Futures & Commodities

Gold spirals down as hawkish Fed boosts U.S. dollar

Key Points
  • Gold down more than 3% from Tuesday's 10-week high
  • U.S. economic growth in 2021 strongest since 1984
  • Dollar index soars to highest level since July 2020
  • Silver drops for 5th straight session, down more than 3%

In this article

Gold bars sit in a vault at the Perth Mint Refinery in Perth, Australia, on August 9, 2018.
Carla Gottgens | Bloomberg | Getty Images

Gold prices slid over 1% to more than a two-week low on Thursday, as the dollar rallied after robust U.S. economic data strengthened the case for an interest rate hike by the Federal Reserve in March.

Spot gold was down 1.3% at $1,794.30 an ounce by 14:04 EST, after hitting a low of $1,790.20. U.S. gold futures fell 2% to $1,793.10.

The drop in gold prices is a continuation of Wednesday's selloff as markets further digest Fed Chair Jerome Powell's comments on raising rates, said Philip Streible, chief market strategist at Blue Line Futures in Chicago. 

U.S. economic growth accelerated in the fourth quarter to post its best performance in nearly four decades in 2021.

Further hurting safe-haven gold's appeal for overseas buyers, the dollar soared to its highest levels since July 2020.

Gold prices will drift lower in 2022 and 2023 as central banks raise interest rates, lifting bond yields and making non-yielding bullion less attractive, a Reuters poll showed.

Bullion has declined more than 3% since hitting its highest price in 10 weeks on Tuesday on the back of safe-haven buying driven by Russia-Ukraine tensions.

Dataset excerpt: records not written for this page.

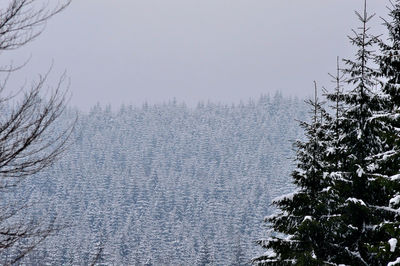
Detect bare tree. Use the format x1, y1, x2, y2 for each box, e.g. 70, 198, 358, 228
0, 0, 73, 265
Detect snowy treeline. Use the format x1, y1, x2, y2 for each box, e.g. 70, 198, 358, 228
4, 94, 307, 265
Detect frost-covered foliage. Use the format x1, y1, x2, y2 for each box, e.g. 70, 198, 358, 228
8, 94, 306, 265
254, 1, 400, 265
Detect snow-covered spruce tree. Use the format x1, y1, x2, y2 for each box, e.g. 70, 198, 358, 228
253, 84, 333, 265
254, 1, 400, 265
370, 0, 400, 264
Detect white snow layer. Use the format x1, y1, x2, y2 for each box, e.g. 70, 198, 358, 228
388, 257, 400, 266
389, 195, 400, 206
346, 198, 367, 206
388, 238, 397, 252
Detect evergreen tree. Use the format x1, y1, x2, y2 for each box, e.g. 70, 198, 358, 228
253, 83, 332, 265
254, 1, 400, 265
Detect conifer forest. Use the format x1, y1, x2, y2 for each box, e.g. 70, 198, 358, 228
0, 0, 400, 266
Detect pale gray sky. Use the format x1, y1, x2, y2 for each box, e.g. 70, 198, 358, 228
3, 0, 388, 110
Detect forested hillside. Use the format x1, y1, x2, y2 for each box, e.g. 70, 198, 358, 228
2, 94, 307, 265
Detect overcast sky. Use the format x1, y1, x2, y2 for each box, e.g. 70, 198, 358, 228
3, 0, 387, 110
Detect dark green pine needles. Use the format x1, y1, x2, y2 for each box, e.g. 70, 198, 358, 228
253, 1, 400, 266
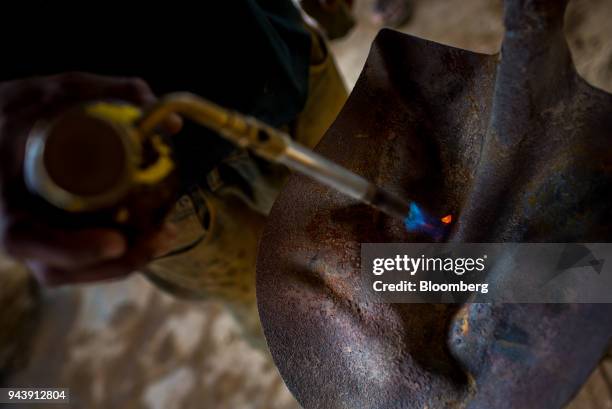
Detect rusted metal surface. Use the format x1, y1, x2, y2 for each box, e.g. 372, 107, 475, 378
257, 0, 612, 409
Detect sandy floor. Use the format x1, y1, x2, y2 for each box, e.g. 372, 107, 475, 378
0, 0, 612, 409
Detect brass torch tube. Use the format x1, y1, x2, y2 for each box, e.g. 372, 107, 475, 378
139, 93, 410, 219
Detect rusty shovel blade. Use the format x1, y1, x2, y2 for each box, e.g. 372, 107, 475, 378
257, 0, 612, 409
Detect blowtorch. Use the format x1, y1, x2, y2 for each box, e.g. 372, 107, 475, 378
24, 93, 450, 238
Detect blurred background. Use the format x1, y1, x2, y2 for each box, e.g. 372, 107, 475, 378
0, 0, 612, 409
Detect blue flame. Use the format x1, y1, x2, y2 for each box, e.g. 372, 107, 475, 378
404, 202, 445, 240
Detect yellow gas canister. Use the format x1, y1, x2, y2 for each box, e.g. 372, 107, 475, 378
24, 101, 178, 233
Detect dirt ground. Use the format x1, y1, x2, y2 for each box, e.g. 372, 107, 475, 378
0, 0, 612, 409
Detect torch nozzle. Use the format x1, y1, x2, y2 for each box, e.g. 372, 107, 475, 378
139, 93, 444, 234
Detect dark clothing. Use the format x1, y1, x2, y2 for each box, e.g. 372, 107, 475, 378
0, 0, 311, 185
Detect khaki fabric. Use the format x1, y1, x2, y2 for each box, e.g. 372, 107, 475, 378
144, 30, 347, 342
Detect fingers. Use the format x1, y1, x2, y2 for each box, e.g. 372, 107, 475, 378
3, 218, 127, 271
28, 226, 176, 286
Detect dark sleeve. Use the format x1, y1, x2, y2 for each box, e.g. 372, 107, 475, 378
0, 0, 310, 183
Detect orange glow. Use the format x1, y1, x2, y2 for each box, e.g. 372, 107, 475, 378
440, 214, 453, 224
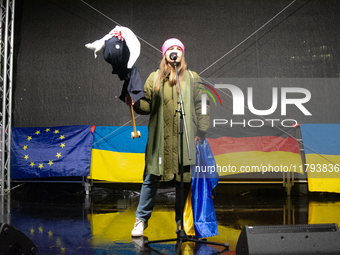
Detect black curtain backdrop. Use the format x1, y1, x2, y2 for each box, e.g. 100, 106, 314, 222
12, 0, 340, 127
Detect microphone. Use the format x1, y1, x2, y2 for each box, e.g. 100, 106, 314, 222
169, 52, 177, 61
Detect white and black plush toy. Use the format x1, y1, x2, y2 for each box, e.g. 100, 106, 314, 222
85, 26, 144, 102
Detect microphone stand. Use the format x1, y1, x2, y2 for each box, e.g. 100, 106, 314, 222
144, 55, 229, 254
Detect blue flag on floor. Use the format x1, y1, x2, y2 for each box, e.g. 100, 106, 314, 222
11, 125, 94, 180
191, 139, 219, 238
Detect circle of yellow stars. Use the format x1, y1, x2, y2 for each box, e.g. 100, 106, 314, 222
22, 128, 66, 169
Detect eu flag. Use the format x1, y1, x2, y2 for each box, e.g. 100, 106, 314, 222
11, 125, 94, 180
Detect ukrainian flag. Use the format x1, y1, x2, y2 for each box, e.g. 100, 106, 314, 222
301, 124, 340, 193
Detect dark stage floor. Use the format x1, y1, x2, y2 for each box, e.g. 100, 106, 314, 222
1, 183, 340, 255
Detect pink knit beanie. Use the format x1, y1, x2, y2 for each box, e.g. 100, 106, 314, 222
162, 38, 184, 57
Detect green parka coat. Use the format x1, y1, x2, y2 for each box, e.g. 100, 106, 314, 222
134, 71, 210, 182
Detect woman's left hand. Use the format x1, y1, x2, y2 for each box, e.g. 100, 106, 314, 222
195, 136, 203, 144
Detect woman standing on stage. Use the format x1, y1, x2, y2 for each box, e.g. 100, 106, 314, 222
127, 38, 210, 237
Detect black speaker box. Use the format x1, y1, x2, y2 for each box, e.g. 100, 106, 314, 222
0, 223, 37, 255
236, 224, 340, 255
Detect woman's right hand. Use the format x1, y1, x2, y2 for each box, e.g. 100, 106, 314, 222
125, 94, 135, 106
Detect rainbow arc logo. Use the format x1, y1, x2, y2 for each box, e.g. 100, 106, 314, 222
197, 82, 222, 115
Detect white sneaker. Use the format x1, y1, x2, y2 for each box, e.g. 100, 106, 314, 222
131, 218, 148, 237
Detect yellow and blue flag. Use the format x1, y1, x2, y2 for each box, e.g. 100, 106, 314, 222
11, 125, 95, 180
301, 124, 340, 193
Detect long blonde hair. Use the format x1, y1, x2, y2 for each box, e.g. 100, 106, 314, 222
154, 55, 187, 92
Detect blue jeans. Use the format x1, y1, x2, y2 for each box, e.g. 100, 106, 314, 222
136, 174, 161, 222
136, 174, 191, 223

"Any rebound not backed by safe-haven seekers should thus run into resistance sooner or later as long as the economy is in recovery mode," Julius Baer analyst Carsten Menke wrote in a note.

Menke added that he did not see a broad-based move into gold from safe-haven seekers but rather some selective buying which should remain the case as long as the economic backdrop does not sharply deteriorate.

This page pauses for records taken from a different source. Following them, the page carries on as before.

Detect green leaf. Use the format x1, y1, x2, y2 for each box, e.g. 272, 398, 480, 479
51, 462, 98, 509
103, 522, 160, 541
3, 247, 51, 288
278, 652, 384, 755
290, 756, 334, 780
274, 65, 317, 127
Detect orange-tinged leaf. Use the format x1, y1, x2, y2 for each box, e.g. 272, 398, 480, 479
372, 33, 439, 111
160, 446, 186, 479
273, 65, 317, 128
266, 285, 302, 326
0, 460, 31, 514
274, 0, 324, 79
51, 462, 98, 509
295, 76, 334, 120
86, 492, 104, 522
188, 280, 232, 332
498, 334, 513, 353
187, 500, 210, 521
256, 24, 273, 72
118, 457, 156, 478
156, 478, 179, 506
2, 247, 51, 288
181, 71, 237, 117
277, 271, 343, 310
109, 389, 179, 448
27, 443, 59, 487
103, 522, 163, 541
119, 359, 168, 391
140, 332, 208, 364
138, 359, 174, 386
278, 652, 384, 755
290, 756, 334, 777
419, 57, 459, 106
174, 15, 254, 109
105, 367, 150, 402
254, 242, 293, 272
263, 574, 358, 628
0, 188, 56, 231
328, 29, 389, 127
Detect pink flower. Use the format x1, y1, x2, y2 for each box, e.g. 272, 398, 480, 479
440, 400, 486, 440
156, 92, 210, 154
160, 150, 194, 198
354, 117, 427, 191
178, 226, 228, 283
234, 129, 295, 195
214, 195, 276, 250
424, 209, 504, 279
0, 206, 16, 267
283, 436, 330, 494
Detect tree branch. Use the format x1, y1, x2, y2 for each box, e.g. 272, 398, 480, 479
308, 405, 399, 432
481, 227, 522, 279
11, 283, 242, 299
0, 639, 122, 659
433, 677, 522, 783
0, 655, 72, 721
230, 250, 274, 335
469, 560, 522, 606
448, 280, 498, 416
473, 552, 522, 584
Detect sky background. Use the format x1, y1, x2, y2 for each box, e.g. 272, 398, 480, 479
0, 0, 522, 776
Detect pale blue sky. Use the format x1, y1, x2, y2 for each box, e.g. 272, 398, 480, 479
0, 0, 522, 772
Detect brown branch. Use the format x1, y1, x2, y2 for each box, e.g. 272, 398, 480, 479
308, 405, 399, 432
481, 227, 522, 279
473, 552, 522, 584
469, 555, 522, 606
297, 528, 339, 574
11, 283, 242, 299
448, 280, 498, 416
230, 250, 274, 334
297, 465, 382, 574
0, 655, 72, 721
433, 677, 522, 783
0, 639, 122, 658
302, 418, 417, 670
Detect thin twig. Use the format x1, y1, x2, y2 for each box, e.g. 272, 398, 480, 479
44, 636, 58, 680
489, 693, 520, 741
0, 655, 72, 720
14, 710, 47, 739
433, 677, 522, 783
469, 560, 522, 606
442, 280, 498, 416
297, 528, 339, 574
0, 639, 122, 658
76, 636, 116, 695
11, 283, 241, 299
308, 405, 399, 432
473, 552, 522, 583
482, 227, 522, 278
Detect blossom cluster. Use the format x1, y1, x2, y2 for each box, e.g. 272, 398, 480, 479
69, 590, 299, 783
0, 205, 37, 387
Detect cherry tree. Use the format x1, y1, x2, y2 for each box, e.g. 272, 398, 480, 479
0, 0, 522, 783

Spot silver dropped 3.3% to $22.71 an ounce, and was set for its for biggest one-day decline since the end of September.

Platinum fell 0.9% to $1,022.15 an ounce and palladium gained for the eighth straight session, rising 1.9% to $2,372.20.

A Reuters survey showed that palladium prices are expected to gradually fall as automakers switch to using platinum in autocatalysts to cut costs.